Because the filler metal reaches the joint by capillary action, it is essential that the joint is designed properly. The clearance between the two parts to be joined should be critically controlled. Another important factor to be considered is the temperature at which the filler metal is entering the joint. While designing a brazed joint, care is to be taken to see that the differences in the coefficients of thermal expansion of the two pieces to be joined, are properly accounted for. If there is too much of clearance, the capillary forces may not be sufficient to draw the filler metal into the joint, whereas insufficient clearance may have too small an amount of filler metal to give rise to any effective strength.
In brazing, joints need to be extremely clean. Any grease or oil present in the joint prevents the flow of filler metal. Hence the joint should be thoroughly cleaned using proper solvents. Oxides and scales present are removed by acid pickling. Fluxes are added into the brazed joint to remove any of the oxides present or prevent the formation of the oxides so that the base metal and the filler metal remain pure during the joining. The fluxes generally used are combinations of borax, boric acid, chlorides, fluorides and tetra borates and other wetting agents. The fluxes used for ferrous materials are mixtures of borax and boric acid in a paste form. A popular composition is 75% borax and 25% boric acid. Alkaline bifluorides are used for brazing of stainless steel, aluminium or beryllium copper alloys. A special flux containing sodium cyanide is used in brazing tungsten to copper. The fumes from all these fluxes are harmful and therefore a proper ventilation and care in use, are essential.
Enough flux should be applied at the joint so that it lasts throughout the brazing session. The method of application of the flux is by spraying, brushing or with the help of a pressurised application.
Depending on the type of base metals brazed, a number of filler metals are available. The joint obtained in brazing is by means of the diffusion of the filler metal into the base material, associated with the surface alloying. Copper based materials are generally used for brazing ferrous materials. Copper alloys having high zinc (70%) content are not extensively used because of their brittleness, but those with less zinc content are used for brazing of various steels. Aluminium-silicon filler materials are used for brazing aluminium.
Silver brazing makes use of a silver based filler metal. Silver brazing is used to give high strength (tensile strength up to 900 MPa) joints. Though originally used for jewellery applications, silver brazing is now extensively used in industrial applications. They can be used with a large range of materials, but because of its high cost it is used in only special applications requiring high strength and high temperature servive.

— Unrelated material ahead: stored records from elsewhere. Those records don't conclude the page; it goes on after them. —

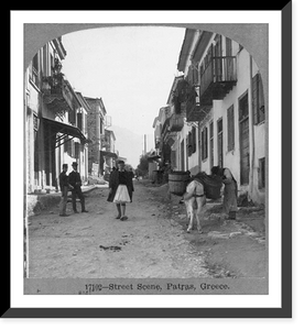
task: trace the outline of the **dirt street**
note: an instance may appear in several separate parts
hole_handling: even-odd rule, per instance
[[[127,221],[116,219],[108,188],[86,196],[88,213],[58,217],[58,206],[29,218],[31,278],[265,277],[264,211],[225,221],[209,205],[204,233],[186,233],[185,207],[167,186],[134,180]],[[78,205],[78,210],[80,206]]]

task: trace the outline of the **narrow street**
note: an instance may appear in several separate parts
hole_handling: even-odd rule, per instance
[[[242,212],[243,221],[209,215],[203,234],[186,233],[185,207],[165,185],[134,180],[134,190],[127,221],[116,219],[100,186],[86,194],[88,213],[74,215],[69,202],[69,217],[58,217],[57,206],[30,217],[29,277],[265,277],[261,210]]]

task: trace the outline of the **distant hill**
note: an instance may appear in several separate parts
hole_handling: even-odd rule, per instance
[[[119,155],[126,157],[127,163],[137,168],[143,151],[143,136],[117,125],[110,127],[109,130],[115,133],[115,148],[119,151]]]

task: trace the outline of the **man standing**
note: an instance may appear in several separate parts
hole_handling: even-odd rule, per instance
[[[77,172],[77,166],[78,166],[78,164],[76,162],[73,162],[72,163],[73,172],[70,172],[68,175],[68,183],[73,186],[72,205],[73,205],[74,213],[78,213],[77,207],[76,207],[76,197],[77,196],[80,199],[82,212],[87,212],[87,210],[85,208],[85,197],[82,191],[82,179],[80,179],[79,173]]]
[[[219,175],[225,185],[224,188],[224,200],[222,210],[227,215],[228,219],[236,220],[236,213],[238,210],[238,183],[234,178],[232,173],[229,168],[220,168],[214,166],[211,174]]]
[[[132,202],[132,194],[134,191],[132,174],[124,168],[124,162],[118,161],[118,169],[112,170],[109,179],[108,201],[115,202],[118,216],[116,219],[127,220],[126,204]]]
[[[59,187],[62,190],[62,199],[59,204],[59,216],[61,217],[68,217],[66,215],[66,202],[67,202],[67,193],[68,189],[73,189],[73,186],[68,184],[68,176],[66,175],[67,172],[67,164],[63,164],[63,172],[59,175]]]

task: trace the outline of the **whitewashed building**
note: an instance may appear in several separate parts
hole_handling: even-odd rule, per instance
[[[57,191],[62,165],[87,179],[87,109],[62,73],[61,37],[45,44],[25,72],[25,190]]]
[[[171,120],[184,122],[172,144],[173,168],[228,167],[239,195],[264,204],[267,105],[254,58],[224,35],[186,29],[177,70],[183,76],[174,79],[169,106]]]

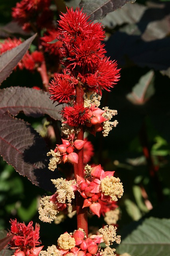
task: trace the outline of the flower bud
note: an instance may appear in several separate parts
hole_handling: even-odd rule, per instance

Heat sources that are used’ for brazing are: a molten bath of brazing filler metal, oxyacetylene torch, controlled atmosphere furnace, electrical resistance heating and induction heating. The main points to be noted are that the joint should be maintained in proper fit with cleanliness before heating the joint for brazing.
A general brazing method is to apply flux to the joint, after it has been properly prepared, heat the joint to bring it to the liquidus temperature of the filler material, and apply the filler material so that it flows into the crevice by capillary forces. The filler metal on solidification gives the necessary joint strength.